Постепенно слова становились все более различимыми, и теперь можно было даже уловить смысл доносившейся беседы. Говорили, по крайней мере, двое.
– Тебе не следовало бы убивать старика, – тревожно произнес чей-то голос.
– Это ему не следовало стрелять первому, – ответ прозвучал самоуверенно и даже воинственно. – В любом случае теперь это не имеет значения. – Кэйлеб представил, как говоривший пожал плечами. – Следы приведут прямиком в резервацию. А значит, это команчи убили его и перерезали его свиней.
Кэйлеб замер. Он приехал сюда для того, чтобы обратить этих дикарей к новой вере, научить индейцев, вынужденных жить в резервации Бразос, воспринимать ее как Божий дар. И кое-что ему уже удалось сделать. Но разве теперь индейцы отдадут свои души Богу, если они не смогут верить. Да и как они будут верить белым, видя, как их обманывают.
Многие техасцы ненавидели резервации индейцев. Они хотели, чтобы краснокожих вообще поблизости не было. Но даже зная об этом, Кэйлеб не представлял до конца, до чего может довести эта ненависть.
Гнев переполнял его, но он должен сохранять осторожность. Ему нужны были доказательства злодеяния этих людей, прежде чем он сможет обвинить их в содеянном.
Несмотря на то, что эти люди были верхом, двигались они не спеша, так что Кэйлеб мог следовать за ними, что он не колеблясь и сделал. Он старался держаться от них на безопасном расстоянии, но так, чтобы можно было слышать, о чем они говорят, те и не подозревали, что кто-то крадется за ними. Несмотря на то, что вот уже почти сутки Кэйлеб был на ногах, он почти не чувствовал усталости. Он был убежден, что выполняет благородную миссию, угодную Господу Богу, и за это Господь наделяет его силой.

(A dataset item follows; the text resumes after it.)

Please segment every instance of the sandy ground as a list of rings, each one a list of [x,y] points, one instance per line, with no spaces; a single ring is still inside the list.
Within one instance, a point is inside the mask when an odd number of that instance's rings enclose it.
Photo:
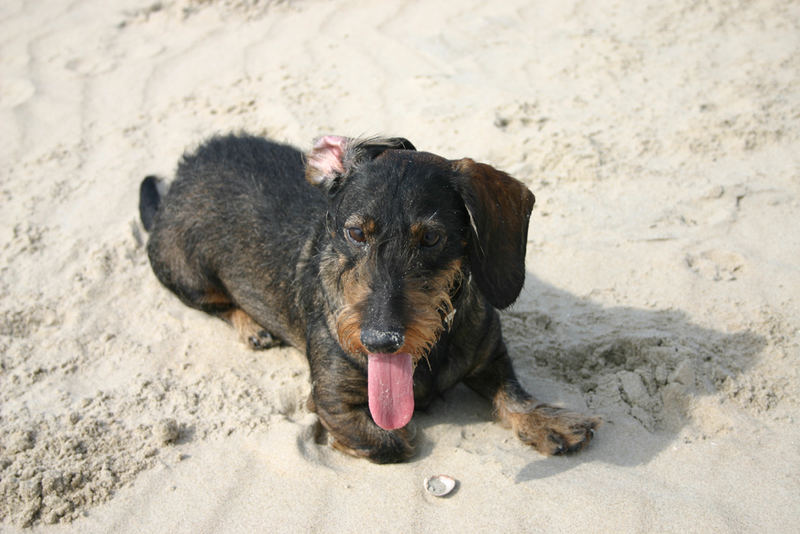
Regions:
[[[142,177],[243,129],[525,181],[506,337],[591,447],[541,457],[464,387],[406,464],[316,443],[302,356],[143,250]],[[0,531],[797,532],[798,137],[796,2],[4,0]]]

Еще не рассвело, когда верховые, – а их было трое, подъехали к переправе через мелководную излучину реки Бразос. И отразившийся от водной глади лунный свет помог Кэйлебу разглядеть тех, кого он преследовал.
Глаза его расширились от изумления. Он узнал их. Содеянное этими людьми выглядело теперь намного хуже, чем он представлял сначала. Люди, совершившие убийство и другие злодеяния и собиравшиеся свалить вину за это на индейцев резервации, были солдатами американской армии.
– Стоять! – Его голос прогремел подобно грому. – Ни шагу дальше!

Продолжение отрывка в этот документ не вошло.